Here is a brief introduction to digital watermarking. Reference [1] is a very good introductory text on digital watermarking. You can also check out my work report [2] for an evaluation of different watermark embedding techniques. In the report I compared the effectiveness of embedding watermarks in the spatial, frequency and wavelet domains.

What is digital watermarking?

Digital watermarking is defined as "the practice of imperceptibly altering a Work [the image] to embed a message about that Work." [1] Watermarking works in two phases, the embedding phase and the detecting phase. In the embedding phase a message and an image, called the cover work, is passed to the embedder algorithm. The algorithm embeds the message within the image resulting in the watermarked image. In the detecting phase, the watermarked image or any image is passed to the detector algorithm, which returns a message indicating whether a watermark is present in the image.

Watermarking Process

Properties of Watermarks

Watermarks have three main properties: fidelity, robustness, and detection error. These properties determine the effectiveness of the watermarks.

Fidelity

Fidelity refers to the perceptual similarity between the original and watermarked work. A good watermarking algorithm will ensure that the viewer sees no difference between the original and watermarked image.

Robustness

Robustness refers to the ability of the watermark to survive attacks on the watermarked image. Watermark should be robust enough to survive attacks such as JPEG compression, cropping, scaling etc.

Detection Error

Detection error is measured in two ways: false negatives and false positives. False negative is when the detector algorithm detects no watermark when there is a watermark present. False positive is when the detector algorithm detects a watermark when there is no watermark present. The detector algorithm should be able to prevent these types of errors.

Applications

In this section three examples of watermark applications are presented. These applications are broadcast monitoring, content authentication and transaction tracking. The algorithms used in each example will be different because they have different requirements.

Broadcast Monitoring

Consider a broadcasting studio which plays advertisements for various companies. How can the company know for sure that the studio did actually play the advertisement on the appointed time? One way is to pay someone to watch the studio's broadcast. This is not a feasible solution for a big company that wants hundreds of advertisements broadcast from different studios in a day.

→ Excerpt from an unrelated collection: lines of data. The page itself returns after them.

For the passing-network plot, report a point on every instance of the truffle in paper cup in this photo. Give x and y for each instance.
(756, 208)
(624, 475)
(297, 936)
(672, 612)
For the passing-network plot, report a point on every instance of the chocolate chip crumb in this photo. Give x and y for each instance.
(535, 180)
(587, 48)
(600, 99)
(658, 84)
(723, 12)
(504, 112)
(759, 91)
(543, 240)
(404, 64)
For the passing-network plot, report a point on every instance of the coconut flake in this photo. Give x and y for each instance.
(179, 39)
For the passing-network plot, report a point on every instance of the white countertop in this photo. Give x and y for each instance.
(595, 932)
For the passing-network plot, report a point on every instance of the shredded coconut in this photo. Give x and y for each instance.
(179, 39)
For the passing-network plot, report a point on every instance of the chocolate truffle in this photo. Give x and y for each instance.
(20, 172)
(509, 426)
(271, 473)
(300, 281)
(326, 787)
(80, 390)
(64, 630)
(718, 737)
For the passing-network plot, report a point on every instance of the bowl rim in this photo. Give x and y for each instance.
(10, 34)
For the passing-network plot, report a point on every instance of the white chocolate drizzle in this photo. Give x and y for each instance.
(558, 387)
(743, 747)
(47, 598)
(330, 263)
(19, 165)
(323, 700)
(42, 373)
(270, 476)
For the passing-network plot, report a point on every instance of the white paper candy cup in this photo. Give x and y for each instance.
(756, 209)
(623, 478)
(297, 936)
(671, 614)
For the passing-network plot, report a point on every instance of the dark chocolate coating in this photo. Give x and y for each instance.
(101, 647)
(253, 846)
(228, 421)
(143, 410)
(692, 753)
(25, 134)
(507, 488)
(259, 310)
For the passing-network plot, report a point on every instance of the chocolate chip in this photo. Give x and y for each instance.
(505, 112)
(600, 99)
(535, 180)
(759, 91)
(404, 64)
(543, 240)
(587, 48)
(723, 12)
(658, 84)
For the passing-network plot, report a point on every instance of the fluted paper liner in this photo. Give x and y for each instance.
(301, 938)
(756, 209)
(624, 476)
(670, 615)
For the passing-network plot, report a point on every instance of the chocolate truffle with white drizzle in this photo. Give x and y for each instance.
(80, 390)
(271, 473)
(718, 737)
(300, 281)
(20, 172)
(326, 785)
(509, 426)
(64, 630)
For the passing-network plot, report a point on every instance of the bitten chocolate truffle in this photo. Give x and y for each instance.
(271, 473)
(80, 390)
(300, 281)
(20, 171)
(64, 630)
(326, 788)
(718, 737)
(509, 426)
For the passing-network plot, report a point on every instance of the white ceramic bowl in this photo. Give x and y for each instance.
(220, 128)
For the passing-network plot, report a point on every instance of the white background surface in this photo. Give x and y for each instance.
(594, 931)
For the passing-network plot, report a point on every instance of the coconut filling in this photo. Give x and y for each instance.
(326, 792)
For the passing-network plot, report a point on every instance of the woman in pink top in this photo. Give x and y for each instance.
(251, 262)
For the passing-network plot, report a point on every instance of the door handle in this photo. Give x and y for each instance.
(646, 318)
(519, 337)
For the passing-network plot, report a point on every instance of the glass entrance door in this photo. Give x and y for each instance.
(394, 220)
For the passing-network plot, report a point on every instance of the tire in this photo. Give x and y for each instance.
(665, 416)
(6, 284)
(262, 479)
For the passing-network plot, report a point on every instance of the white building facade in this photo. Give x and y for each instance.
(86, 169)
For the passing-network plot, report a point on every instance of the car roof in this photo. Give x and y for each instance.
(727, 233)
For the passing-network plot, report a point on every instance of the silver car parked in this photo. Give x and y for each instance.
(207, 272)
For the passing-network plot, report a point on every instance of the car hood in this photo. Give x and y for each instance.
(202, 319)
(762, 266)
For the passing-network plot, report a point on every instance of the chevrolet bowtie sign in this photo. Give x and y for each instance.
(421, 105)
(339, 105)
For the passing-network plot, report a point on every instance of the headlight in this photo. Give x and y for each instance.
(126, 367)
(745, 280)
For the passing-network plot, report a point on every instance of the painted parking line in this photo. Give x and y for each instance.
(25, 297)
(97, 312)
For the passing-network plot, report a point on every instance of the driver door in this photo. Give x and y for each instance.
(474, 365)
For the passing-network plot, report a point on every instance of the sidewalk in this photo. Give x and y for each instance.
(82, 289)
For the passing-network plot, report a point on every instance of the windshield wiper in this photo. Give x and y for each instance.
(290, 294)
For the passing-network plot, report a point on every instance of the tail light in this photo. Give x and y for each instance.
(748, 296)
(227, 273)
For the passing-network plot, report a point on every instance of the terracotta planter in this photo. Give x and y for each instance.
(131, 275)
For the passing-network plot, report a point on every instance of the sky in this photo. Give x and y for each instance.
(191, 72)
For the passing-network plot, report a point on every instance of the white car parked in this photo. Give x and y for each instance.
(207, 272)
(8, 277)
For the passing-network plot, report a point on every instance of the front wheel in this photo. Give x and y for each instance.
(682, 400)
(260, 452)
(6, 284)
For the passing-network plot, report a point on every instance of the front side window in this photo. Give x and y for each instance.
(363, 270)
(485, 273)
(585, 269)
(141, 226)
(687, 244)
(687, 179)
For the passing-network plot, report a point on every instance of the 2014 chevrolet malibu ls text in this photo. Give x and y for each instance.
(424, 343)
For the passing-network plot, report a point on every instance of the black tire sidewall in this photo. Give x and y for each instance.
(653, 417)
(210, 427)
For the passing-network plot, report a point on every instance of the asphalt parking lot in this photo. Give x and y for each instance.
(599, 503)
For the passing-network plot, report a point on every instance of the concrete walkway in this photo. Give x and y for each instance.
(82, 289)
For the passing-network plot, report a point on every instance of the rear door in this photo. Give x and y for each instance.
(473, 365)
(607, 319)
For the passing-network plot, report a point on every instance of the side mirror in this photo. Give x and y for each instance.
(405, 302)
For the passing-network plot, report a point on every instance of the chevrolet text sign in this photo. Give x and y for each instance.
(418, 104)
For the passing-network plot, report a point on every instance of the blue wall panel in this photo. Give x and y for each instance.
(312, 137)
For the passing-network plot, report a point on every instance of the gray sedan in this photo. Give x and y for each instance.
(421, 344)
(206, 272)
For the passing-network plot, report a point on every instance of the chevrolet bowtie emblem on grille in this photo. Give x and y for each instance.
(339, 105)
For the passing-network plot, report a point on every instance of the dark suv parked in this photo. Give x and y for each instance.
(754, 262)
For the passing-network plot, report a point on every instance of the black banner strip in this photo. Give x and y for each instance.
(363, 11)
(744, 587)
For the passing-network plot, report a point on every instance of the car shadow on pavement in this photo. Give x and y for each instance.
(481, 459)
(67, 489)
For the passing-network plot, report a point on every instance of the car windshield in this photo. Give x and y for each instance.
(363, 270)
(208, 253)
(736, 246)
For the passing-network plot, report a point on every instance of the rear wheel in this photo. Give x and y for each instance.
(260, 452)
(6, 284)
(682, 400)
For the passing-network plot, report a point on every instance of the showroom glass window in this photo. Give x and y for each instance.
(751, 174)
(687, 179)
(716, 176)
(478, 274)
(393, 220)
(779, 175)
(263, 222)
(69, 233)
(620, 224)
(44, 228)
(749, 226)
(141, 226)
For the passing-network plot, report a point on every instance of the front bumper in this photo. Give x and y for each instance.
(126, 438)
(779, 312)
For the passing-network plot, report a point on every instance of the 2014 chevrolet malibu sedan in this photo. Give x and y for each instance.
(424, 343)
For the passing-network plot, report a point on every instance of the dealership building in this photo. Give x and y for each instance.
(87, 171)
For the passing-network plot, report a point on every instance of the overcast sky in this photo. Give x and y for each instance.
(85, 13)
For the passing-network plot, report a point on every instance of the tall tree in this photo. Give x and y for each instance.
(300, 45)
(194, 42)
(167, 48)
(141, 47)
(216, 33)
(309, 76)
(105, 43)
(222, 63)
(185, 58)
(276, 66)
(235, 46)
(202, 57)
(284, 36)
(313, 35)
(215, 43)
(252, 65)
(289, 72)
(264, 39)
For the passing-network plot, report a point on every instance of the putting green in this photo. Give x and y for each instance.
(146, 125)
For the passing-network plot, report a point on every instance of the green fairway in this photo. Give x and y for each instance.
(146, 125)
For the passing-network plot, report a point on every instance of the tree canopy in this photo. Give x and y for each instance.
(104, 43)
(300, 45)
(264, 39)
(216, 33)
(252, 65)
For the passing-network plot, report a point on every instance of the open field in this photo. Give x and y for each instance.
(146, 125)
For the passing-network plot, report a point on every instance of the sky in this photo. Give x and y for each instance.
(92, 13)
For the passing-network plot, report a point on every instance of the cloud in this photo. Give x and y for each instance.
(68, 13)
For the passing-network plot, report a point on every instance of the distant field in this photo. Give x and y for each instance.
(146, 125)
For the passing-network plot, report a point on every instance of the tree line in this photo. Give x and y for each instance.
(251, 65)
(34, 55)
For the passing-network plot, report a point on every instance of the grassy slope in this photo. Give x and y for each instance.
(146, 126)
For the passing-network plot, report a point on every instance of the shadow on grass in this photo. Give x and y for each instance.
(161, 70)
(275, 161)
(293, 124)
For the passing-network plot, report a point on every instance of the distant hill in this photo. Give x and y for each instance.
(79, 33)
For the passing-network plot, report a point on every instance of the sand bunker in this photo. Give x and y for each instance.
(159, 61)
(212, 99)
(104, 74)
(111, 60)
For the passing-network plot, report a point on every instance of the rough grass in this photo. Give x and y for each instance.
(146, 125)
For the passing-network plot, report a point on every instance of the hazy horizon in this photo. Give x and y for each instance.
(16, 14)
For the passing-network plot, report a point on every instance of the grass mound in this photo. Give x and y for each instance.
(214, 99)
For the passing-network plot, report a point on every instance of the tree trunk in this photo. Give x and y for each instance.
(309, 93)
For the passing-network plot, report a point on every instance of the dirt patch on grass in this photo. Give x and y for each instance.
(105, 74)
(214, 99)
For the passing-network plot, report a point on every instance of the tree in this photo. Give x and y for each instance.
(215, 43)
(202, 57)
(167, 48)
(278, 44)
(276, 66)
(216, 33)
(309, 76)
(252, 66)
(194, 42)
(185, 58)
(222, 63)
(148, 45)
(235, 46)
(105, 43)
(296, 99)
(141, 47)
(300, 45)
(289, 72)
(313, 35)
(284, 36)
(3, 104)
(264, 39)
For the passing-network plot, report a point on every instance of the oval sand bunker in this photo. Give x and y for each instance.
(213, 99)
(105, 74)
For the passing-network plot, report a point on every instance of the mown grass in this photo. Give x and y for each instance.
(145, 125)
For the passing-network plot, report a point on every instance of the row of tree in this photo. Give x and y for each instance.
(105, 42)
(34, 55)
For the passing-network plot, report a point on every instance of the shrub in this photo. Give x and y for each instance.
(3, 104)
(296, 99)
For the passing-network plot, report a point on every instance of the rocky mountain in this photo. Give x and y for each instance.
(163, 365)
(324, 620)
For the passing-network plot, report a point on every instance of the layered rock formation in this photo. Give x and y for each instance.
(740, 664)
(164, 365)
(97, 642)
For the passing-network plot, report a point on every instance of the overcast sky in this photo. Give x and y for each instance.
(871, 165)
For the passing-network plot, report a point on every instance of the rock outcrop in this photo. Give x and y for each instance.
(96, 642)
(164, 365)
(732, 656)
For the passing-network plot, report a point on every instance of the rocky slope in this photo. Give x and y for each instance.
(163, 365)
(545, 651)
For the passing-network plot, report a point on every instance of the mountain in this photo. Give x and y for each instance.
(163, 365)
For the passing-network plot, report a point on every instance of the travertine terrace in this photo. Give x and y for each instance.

Another option for the company is to have all its advertisements watermarked. This way a computer can be set up to scan all TV broadcasting and try to detect the company's watermark. This way the company can tell if their advertisement was broadcast.

A sophisticated watermarking algorithm is not needed in this case because the broadcast signals will only go through natural signal processing. It can be fairly certin that no malicious attacks will be used to remove the watermark.

Content Authentication

There are circumstances when the artist or composer of a media will want the ability to determine if their work has been altered and, if the work has been altered, how the work was altered. In this way the author of the work can track any misuse of their works.

Alteration of media can be determined by first embedding the media with a fragile watermark. A fragile watermark by design will degrade or change as the media is edited. Upon detection of the degraded or changed watermark one can determine that the work has been edited. Also if the fragile watermark is sophisticated enough that the change it goes through is constant under different editing techniques, it can be determined what editing technique was applied to the media.

Transaction Tracking

The artist or composer of work might wish to sell copies of their work to the public. As copies are sold more and more pirated versions of the work will be created and sold. Pirated copies must be tracked and destroyed.

In order to prevent piracy, the artist must track his works. Placing a unique watermark on each copy that is sold can do this. If a pirated copy is detected in the market, the pirated work can be scanned to see what watermark is on it. This way the original copy from which the pirated copies are being created can be tracked. Thus all sources of pirated copies can be eliminated.

In this type of system the watermark must be very sophisticated and robust. It can be guaranteed that pirates will send the work through malicious attacks in an attempt to remove the watermark.

References

[1] I. J. Cox, M. L. Miller, J. A. Bloom, Digital Watermarking. Morgan Kaufman Publishers, 2002.

[2] P. Siva, Effectiveness of Still Image Digital Watermarking Algorithms, University of Waterloo: Work Term Report, 2002.